The combat, at least, evolved over my time with the game. Initially, I wasn’t a fan of the action at all. Dead Island is melee-centric (it was hours before I found a gun), which usually suits me just fine. Hit detection always seems just a bit off, and in the opening of the game, the weapon degradation was a problem for my blade-wielding character. As I leveled up this became less of a problem; I found sturdier weapons, and I was putting points into combat almost exclusively, resulting in a beast of a DPS character. As an RPG mark I get excited when I see damage numbers flying out of enemies, and seeing those numbers go up over time will always keep me invested in a game, even if the actual combat isn’t stellar.
As much as I enjoyed leveling up and getting to the point that I could one-shot most enemies, I never felt like I needed to employ any tactics. By and large, the zombies just make a mad dash for the player, but this bum-rush technique is completely negated by the most broken attack in the game—the kick. Yes friends, why bother with upgrading your purple Venom Bolo Machete when a swift kick will knock a zombie to the ground, leaving it open for a merciless pounding? The only “challenge” I experienced from Riptide came from points where zombies would spawn endlessly, or boss zombies that would get a crit and one-shot me, leading to that ever-present respawn timer.
Let’s talk about that for bit, shall we? I don’t play well with others, so any game that tries to ram co-op down my throat isn’t doing itself any favors. Dead Island: Riptide is set to allow drop in, drop out co-op by default, and it’s really insistent about it. I had to set my game to private on multiple occasions, and even then, the game is set up like it’s a multiplayer match. This means when you die there’s a 7 second respawn timer. Just long enough to make me consider turning off the game, actually. Sure, I can see how playing this game with four players could be fun, but considering all of the looting and inventory management found inside there’s no way I’d join a multiplayer game with a bunch of people just looking to run and gun.
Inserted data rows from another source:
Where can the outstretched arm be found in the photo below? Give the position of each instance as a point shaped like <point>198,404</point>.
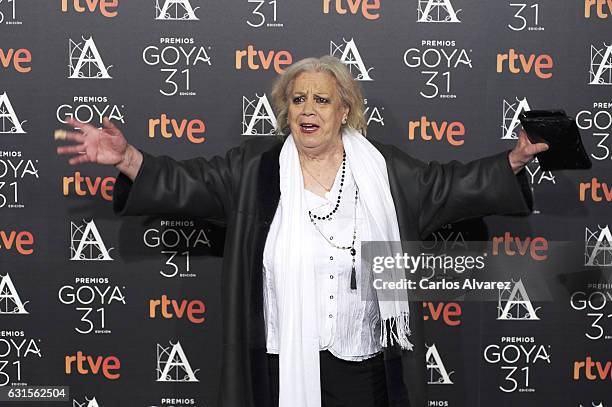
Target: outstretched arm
<point>149,185</point>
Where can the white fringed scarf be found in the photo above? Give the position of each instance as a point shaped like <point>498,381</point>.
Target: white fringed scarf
<point>294,274</point>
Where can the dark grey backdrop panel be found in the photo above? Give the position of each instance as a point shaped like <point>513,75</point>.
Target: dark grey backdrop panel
<point>444,68</point>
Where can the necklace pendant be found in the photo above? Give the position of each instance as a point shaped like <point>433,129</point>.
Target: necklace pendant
<point>353,279</point>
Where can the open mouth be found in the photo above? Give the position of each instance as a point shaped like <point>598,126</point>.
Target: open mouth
<point>309,127</point>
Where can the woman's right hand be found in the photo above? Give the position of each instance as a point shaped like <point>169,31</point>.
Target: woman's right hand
<point>102,146</point>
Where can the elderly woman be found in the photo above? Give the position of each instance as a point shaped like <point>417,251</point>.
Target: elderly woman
<point>296,330</point>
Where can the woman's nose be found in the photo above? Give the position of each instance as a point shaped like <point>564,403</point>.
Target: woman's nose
<point>308,107</point>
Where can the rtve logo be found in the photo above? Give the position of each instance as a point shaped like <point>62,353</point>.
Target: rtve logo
<point>169,128</point>
<point>259,59</point>
<point>449,312</point>
<point>513,245</point>
<point>430,130</point>
<point>603,8</point>
<point>595,186</point>
<point>108,8</point>
<point>91,186</point>
<point>20,59</point>
<point>192,309</point>
<point>89,365</point>
<point>22,241</point>
<point>355,6</point>
<point>518,63</point>
<point>592,370</point>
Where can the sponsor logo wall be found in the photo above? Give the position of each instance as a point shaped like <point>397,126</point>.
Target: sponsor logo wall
<point>126,311</point>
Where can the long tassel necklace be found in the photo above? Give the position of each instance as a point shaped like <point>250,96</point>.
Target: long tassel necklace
<point>351,248</point>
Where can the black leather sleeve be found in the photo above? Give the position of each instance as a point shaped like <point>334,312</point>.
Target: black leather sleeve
<point>196,187</point>
<point>455,191</point>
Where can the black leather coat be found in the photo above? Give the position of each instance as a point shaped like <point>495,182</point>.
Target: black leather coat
<point>241,192</point>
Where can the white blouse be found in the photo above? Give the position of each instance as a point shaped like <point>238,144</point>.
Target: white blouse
<point>349,326</point>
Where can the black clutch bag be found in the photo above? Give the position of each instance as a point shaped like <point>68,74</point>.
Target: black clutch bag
<point>560,132</point>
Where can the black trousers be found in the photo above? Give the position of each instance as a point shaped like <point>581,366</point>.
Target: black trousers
<point>344,383</point>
Riptide also takes a huge misstep with its quest structure. Like any RPG-style game, various NPCs will assign quests, either to move the plot forward or to provide additional tasks. The problem is, most of these missions crisscross the island, so any player that wants to take on all of the content on the disc will have to contend with hours of uneventful walking all over the place. You can’t track multiple quests at once on the mini-map, and I quickly grew tired of schlepping back and forth for piddly rewards. I mean that quite literally, too—Dead Island: Riptide put me to sleep on three separate occasions. I don’t know how an action/RPG with hordes of zombies could be this boring, but it is.
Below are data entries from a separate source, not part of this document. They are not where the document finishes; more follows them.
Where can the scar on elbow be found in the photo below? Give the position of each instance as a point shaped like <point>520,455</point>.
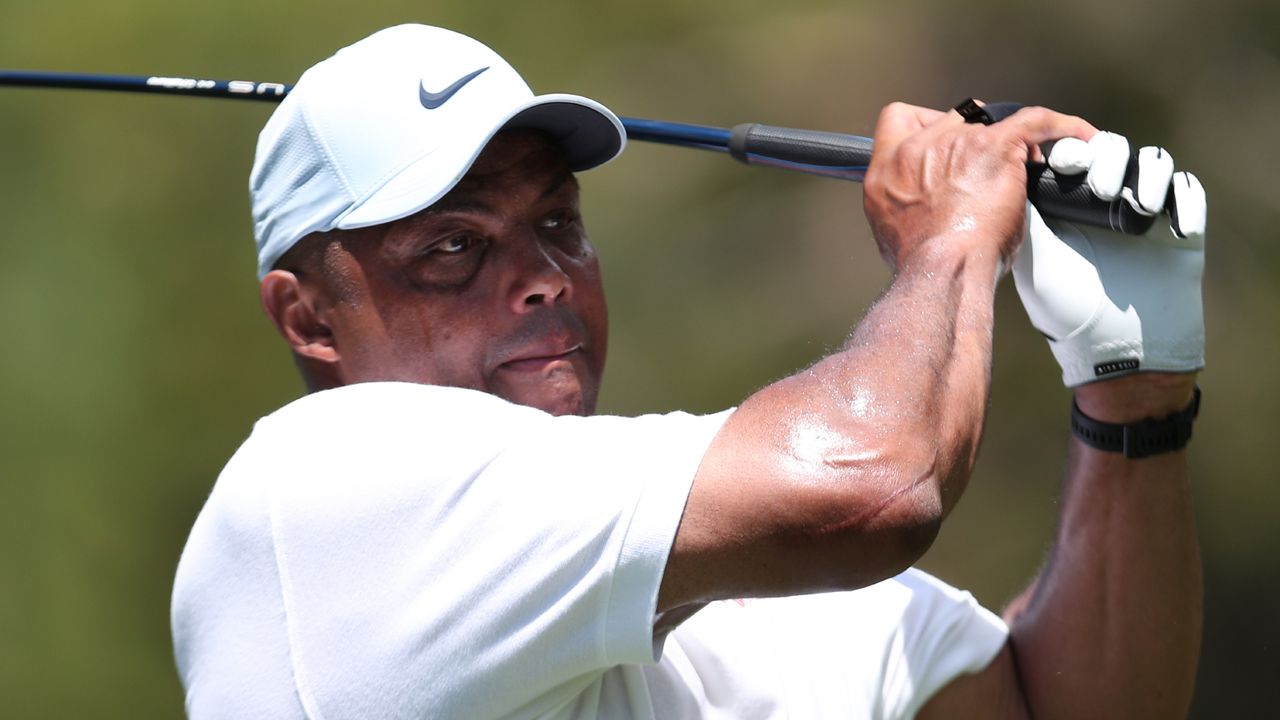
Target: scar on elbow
<point>908,516</point>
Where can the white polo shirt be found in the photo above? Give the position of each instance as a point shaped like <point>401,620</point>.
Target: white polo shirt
<point>392,550</point>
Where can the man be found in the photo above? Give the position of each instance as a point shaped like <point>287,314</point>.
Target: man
<point>444,529</point>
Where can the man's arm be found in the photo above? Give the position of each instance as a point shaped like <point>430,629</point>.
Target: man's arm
<point>1111,627</point>
<point>839,477</point>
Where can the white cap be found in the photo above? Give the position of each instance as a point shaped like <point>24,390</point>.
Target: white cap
<point>385,127</point>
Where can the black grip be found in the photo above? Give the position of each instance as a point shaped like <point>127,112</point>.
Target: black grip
<point>1068,197</point>
<point>801,146</point>
<point>1065,197</point>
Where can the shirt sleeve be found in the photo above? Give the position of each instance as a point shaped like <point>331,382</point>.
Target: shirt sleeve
<point>443,552</point>
<point>944,633</point>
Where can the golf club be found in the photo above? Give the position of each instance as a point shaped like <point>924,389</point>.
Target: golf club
<point>828,154</point>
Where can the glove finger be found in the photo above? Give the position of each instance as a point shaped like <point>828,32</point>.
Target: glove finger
<point>1110,162</point>
<point>1147,181</point>
<point>1188,208</point>
<point>1069,156</point>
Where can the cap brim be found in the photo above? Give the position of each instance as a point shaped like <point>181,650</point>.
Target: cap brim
<point>588,132</point>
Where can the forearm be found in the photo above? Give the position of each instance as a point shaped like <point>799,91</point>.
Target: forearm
<point>1112,625</point>
<point>896,415</point>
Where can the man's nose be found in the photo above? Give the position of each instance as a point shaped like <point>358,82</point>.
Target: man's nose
<point>539,278</point>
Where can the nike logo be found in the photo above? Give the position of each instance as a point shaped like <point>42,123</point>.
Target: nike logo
<point>433,100</point>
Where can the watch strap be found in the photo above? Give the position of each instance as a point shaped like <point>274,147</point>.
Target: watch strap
<point>1137,440</point>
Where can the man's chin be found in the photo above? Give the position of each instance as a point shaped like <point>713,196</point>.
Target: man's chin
<point>560,393</point>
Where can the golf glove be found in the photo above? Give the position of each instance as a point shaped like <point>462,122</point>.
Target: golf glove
<point>1114,304</point>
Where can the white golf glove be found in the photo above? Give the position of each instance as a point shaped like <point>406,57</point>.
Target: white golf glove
<point>1114,304</point>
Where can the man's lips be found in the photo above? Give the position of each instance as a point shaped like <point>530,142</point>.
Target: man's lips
<point>540,360</point>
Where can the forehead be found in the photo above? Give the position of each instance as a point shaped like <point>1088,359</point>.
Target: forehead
<point>513,158</point>
<point>516,169</point>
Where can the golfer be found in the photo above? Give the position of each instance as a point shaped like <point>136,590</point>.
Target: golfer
<point>443,528</point>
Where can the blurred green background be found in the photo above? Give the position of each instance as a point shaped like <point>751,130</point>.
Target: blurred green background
<point>136,359</point>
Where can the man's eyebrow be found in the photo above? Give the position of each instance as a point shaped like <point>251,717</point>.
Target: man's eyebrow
<point>456,205</point>
<point>557,183</point>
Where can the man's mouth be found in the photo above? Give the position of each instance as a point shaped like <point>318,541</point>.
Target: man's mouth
<point>540,360</point>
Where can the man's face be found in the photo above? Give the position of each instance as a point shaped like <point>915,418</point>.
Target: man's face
<point>496,287</point>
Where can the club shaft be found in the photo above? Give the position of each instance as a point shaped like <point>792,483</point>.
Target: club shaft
<point>828,154</point>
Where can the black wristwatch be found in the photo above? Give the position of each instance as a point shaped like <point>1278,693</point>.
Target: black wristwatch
<point>1137,440</point>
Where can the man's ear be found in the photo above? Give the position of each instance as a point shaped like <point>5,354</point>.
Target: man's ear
<point>296,309</point>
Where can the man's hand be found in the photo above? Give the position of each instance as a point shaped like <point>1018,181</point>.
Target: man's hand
<point>936,181</point>
<point>1112,304</point>
<point>840,475</point>
<point>1111,627</point>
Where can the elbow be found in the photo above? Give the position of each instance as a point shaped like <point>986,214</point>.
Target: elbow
<point>885,522</point>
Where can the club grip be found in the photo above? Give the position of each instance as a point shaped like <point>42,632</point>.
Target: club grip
<point>800,146</point>
<point>1065,197</point>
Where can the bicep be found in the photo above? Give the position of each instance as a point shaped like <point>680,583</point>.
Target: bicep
<point>991,693</point>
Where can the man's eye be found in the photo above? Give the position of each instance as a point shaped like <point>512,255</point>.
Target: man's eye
<point>558,219</point>
<point>455,245</point>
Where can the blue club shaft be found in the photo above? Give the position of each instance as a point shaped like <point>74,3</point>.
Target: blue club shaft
<point>844,156</point>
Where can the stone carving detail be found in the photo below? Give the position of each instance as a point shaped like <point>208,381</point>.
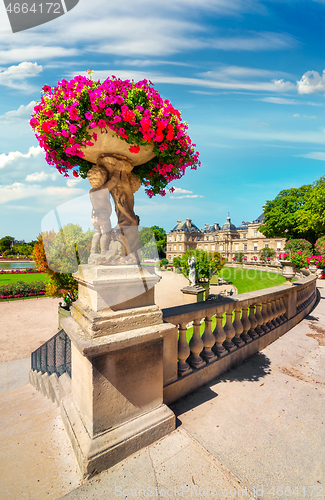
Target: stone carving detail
<point>192,273</point>
<point>112,175</point>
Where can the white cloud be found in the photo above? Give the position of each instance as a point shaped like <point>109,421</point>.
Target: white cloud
<point>73,182</point>
<point>21,112</point>
<point>40,177</point>
<point>182,191</point>
<point>279,100</point>
<point>15,76</point>
<point>18,191</point>
<point>315,156</point>
<point>5,159</point>
<point>273,86</point>
<point>311,82</point>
I don’t like to spend a lot of time comparing games in my reviews, but it’s really difficult to look at Riptide in a post-Far Cry 3 world. Dead Island may have looked impressive in 2011, but after my time exploring the lush wilderness of Far Cry 3 it comes up short. Human character models tend to look creepier and more disturbing than the zombies, and even though the island offers up some impressive vistas, things still come across as lifeless and uninspired.
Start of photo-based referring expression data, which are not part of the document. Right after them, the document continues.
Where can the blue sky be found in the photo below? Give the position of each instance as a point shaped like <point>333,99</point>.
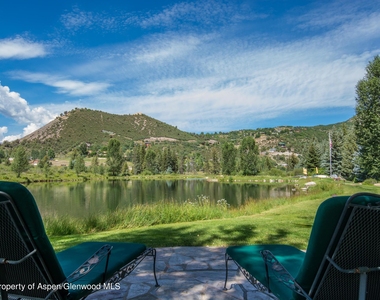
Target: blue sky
<point>199,65</point>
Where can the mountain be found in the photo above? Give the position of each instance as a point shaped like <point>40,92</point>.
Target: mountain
<point>97,127</point>
<point>83,125</point>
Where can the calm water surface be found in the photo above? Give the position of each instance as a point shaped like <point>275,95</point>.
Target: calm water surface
<point>83,199</point>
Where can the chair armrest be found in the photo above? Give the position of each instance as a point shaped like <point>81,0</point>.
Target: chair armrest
<point>282,275</point>
<point>91,263</point>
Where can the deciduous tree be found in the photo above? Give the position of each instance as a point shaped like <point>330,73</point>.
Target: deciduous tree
<point>367,120</point>
<point>20,161</point>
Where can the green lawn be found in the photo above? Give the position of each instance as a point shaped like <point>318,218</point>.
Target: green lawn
<point>290,224</point>
<point>287,223</point>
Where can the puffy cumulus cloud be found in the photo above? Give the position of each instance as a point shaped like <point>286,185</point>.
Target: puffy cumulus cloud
<point>13,106</point>
<point>20,48</point>
<point>3,131</point>
<point>64,86</point>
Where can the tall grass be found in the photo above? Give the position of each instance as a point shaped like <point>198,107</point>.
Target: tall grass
<point>168,212</point>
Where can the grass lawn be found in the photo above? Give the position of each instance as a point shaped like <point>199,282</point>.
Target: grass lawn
<point>284,224</point>
<point>289,223</point>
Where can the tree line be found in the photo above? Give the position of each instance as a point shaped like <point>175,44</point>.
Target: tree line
<point>351,152</point>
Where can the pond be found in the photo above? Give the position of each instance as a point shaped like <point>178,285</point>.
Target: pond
<point>86,198</point>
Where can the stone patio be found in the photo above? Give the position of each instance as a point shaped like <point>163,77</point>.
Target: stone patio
<point>183,273</point>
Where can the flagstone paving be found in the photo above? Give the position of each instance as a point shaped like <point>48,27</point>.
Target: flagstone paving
<point>183,273</point>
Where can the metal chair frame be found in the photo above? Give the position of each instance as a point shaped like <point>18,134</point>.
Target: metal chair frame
<point>346,228</point>
<point>31,256</point>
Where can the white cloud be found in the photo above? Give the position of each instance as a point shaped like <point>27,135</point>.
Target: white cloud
<point>214,81</point>
<point>203,13</point>
<point>19,48</point>
<point>13,106</point>
<point>64,86</point>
I feel like I need to address the elephant in the room as I close this out. Our own Jesse Miller gave the original game 2 stars. I think I like this game better than he did, because once I got my character leveled up I began to derive some enjoyment from laying waste to the more aggressive zombie hordes. With that said, I agree with a lot of his problems with Dead Island, and they don’t seem to have been addressed here. I also found myself bored with large sections of this game on multiple occasions, and in full disclosure I couldn’t bring myself to finish it. Completing 40% of the story was more time on Palanai than I could handle.